De lo dicho no debe inferirse que la reiterada recriminación de desaliño que se le hace a Baroja sea errónea o inexacta. Ciertamente Baroja incurre a menudo en errores sintácticos de bulto, casi infantiles, reprobables en la medida en que perturban la lectura e incumplen el principio tantas veces propugnado por Baroja de que la escritura debe ser transparente, un mero vehículo del relato, y no algo que se interponga entre el lector y la trama. También incurre en repeticiones, divagaciones y extravíos, durante los cuales da la impresión de haber perdido el hilo del relato o no saber cómo continuarlo, sin detener por eso la mano ni tomarse luego la molestia de suprimir o corregir los fragmentos innecesarios. Ignoro si Baroja corregía o no sus escritos y en qué consistían las correcciones. Sería muy interesante saber si el desaliño formal era fruto de la desidia y la prisa o si, por el contrario, era el fruto de una cierta y quizá caótica depuración. O si, como es probable, era fruto de ambas cosas a la vez. También es cierto, y más grave, que el estilo negligente de Baroja, que resulta tan eficaz para la descripción y la acción, para lo próximo y lo inmediato, resulta en cambio inoperante a la hora de profundizar o de reflexionar.

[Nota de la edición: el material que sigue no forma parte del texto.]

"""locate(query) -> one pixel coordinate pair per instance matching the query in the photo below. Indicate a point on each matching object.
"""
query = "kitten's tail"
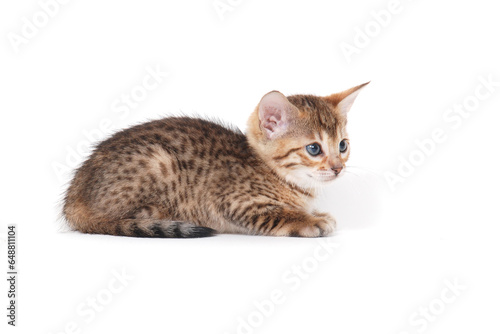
(148, 228)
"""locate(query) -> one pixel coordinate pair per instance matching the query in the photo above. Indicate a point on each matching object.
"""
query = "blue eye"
(343, 146)
(313, 149)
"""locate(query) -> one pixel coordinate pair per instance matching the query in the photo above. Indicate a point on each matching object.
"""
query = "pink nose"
(337, 169)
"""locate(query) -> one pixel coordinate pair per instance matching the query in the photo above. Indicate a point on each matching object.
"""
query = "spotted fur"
(188, 177)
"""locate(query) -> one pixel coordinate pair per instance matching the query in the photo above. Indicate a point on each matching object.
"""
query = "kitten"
(185, 177)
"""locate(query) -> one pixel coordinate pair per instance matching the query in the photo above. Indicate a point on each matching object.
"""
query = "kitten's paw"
(321, 225)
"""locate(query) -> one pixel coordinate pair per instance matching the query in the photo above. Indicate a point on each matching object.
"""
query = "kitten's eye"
(343, 146)
(313, 149)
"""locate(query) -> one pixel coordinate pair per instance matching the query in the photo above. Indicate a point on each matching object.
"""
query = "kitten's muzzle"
(337, 169)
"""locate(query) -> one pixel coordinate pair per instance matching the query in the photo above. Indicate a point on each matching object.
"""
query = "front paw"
(320, 225)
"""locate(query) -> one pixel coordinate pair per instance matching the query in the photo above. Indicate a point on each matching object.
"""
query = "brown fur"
(187, 177)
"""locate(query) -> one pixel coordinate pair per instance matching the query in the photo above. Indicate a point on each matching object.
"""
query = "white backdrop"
(417, 243)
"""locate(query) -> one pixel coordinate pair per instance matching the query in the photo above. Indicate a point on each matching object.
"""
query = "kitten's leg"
(150, 228)
(290, 222)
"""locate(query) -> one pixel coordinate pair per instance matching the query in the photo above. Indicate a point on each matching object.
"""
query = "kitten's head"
(303, 137)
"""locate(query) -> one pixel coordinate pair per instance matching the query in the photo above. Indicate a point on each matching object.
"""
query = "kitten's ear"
(275, 114)
(344, 100)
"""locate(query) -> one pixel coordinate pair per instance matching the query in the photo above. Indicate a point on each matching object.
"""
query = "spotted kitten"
(186, 177)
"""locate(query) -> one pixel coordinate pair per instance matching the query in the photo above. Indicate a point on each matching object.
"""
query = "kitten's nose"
(337, 169)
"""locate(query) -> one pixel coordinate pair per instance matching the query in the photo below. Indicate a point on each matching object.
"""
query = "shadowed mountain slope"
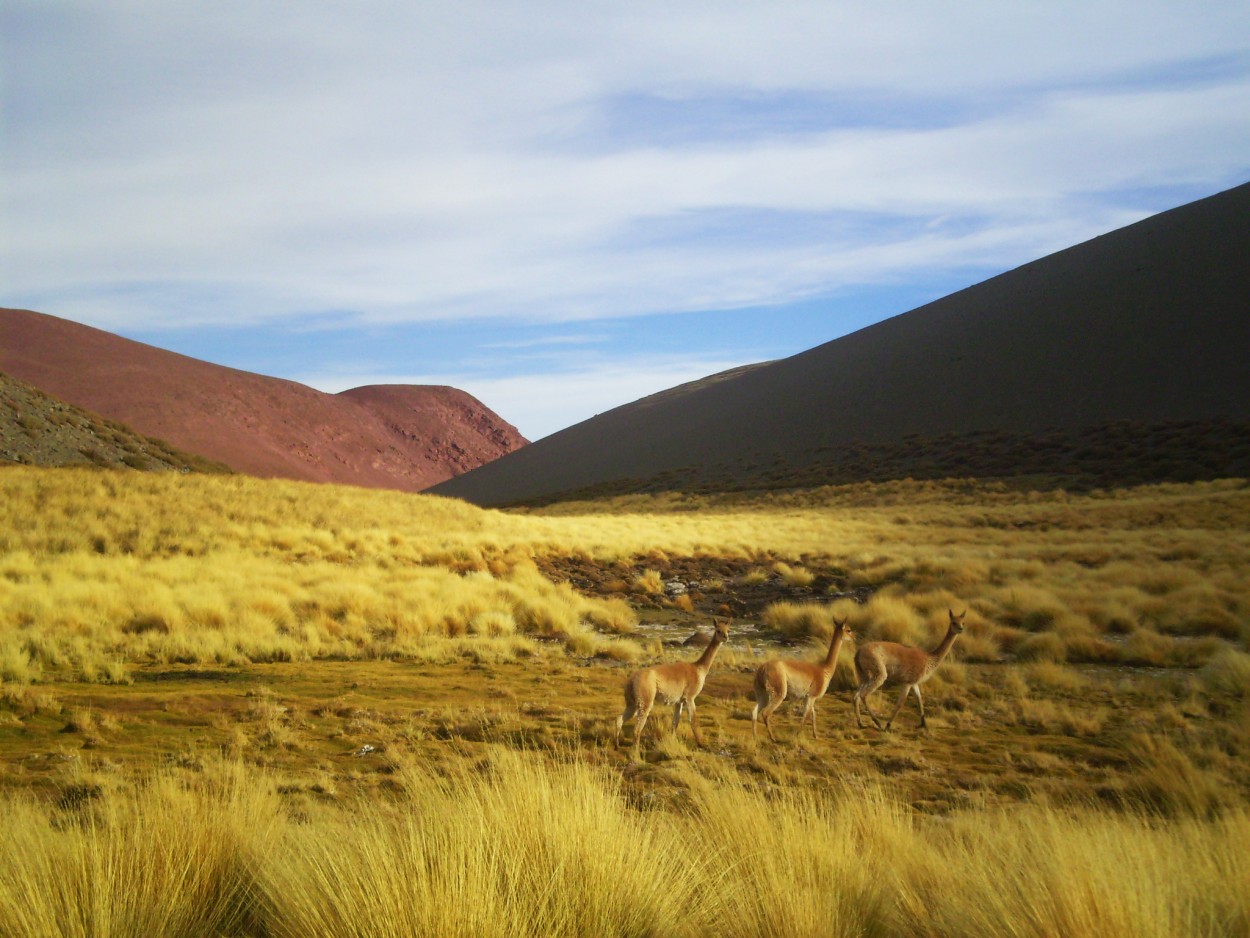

Tal como le reprochaba Alberich en el comentario citado, los personajes barojianos son creíbles cuando están en movimiento; en cuanto se detienen a pensar o a explicarse, se vuelven premiosos, parecen estar recitando una lección aprendida y pierden verosimilitud. Adelantándose a su tiempo, el estilo de Baroja es más cinematográfico que literario. Pero casi siempre es vigoroso, preciso, económico, y de una viveza plástica ejemplar, como en esta descarnada descripción:

Madrid, cubierto de nieve, estaba deshabitado; la plaza de Oriente tenía un aspecto irreal, de algo como una decoración de teatro; los reyes de piedra mostraban hermosos mantos blancos; la estatua del centro de la plaza se destacaba gallardamente sobre el cielo gris. Desde el Viaducto veíanse extensiones blancas. Hacia Madrid, un amontonamiento de casas amarillentas y de tejados negros, de torres perfiladas en el cielo lactescente, enrojecido por una irradiación luminosa.

Desde allá se veía todo el campo blanco por la nieve, las obscuras arboledas de la Casa de Campo y los cerros redondos erizados de pinos negros. El sol se presentaba pálido en el cielo plomizo. Al ras de la tierra, hacia el lado de Villaverde, resplandecía un trozo de cielo azul, limpio, entre brumas rosadas. Reinaba un profundo silencio; sólo el silbido estridente de las locomotoras y los martillazos en los talleres de la estación del Norte turbaban aquella calma. Los pasos resonaban en el suelo.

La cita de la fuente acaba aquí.